Restaurant technology platform Toast has debuted digital storefront and marketing tools.

Toast’s Digital Storefront Suite offers website and online ordering capabilities, while its Marketing Suite combines marketing tools and automation technology, according to a Monday (May 1) news release.

“Together, the suites create a seamless digital hospitality experience for restaurants, integrate across the Toast platform, and allow restaurants to gather guest data from online and point-of-sale (POS) transactions,” the company said in its announcement.

This data, Toast added, helps drive automated, targeted campaigns and customized guest experiences, leading to an “engaging online environment” that attracts guests and leads to return restaurant visits and repeat orders.

“Our Digital Storefront and Marketing Suites extend that enhanced guest experience online using tools like Toast’s new AI-powered writing assistant, search engine-optimized websites and online menus, promotional offers, loyalty programs, and automated marketing campaigns that work together to draw guests in and keep them coming back,” Steve Fredette, president and co-founder of Toast, said in the release.

Restaurants can use some assistance when it comes to keeping customers coming back these days, as the current earnings season suggests customers are more cautious about dining out.

As PYMNTS wrote Monday, this was illustrated in recent comments by McDonald’s CEO Chris Kempczinski.

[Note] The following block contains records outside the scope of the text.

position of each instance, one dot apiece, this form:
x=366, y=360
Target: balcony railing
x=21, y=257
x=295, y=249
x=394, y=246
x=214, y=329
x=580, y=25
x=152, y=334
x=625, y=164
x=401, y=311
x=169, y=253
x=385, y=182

“Consumers continue to be even more discriminating with every dollar that they spend as they faced elevated prices in their day-to-day spending,” he said during an earnings call.

The McDonald’s earnings release shows some evidence of those pressures, as foot traffic, per management, was flat or even down in many markets, and comparable sales were in the low single-digit percentage points, but as seen here in the latest annual report, in 2023, global comp sales were 9% higher and guest counts were up 3%.

The Big Mac maker wasn’t the only dining chain having trouble. As noted here, Brinker International CEO Kevin Hochman told analysts: “Our social media team has been watching the conversation that the consumer is frustrated by fast food prices” as the company tries to convince diners its casual dining fare provides more value.

Brinker, which owns Chili’s, reported sales were marked by slowing growth. In the latest fiscal third quarter, same store sales were 3.3% higher versus a year ago. That tally was 10.8% in the year before the fiscal third quarter.

And as PYMNTS reported, Starbucks turned in “disappointing” second-quarter results as the coffee chain saw “fewer visits from our more occasional customers,” Starbucks CEO Laxman Narasimhan said on an earnings call. Revenues were down 1% since last year, and same-store sales dipped 4%.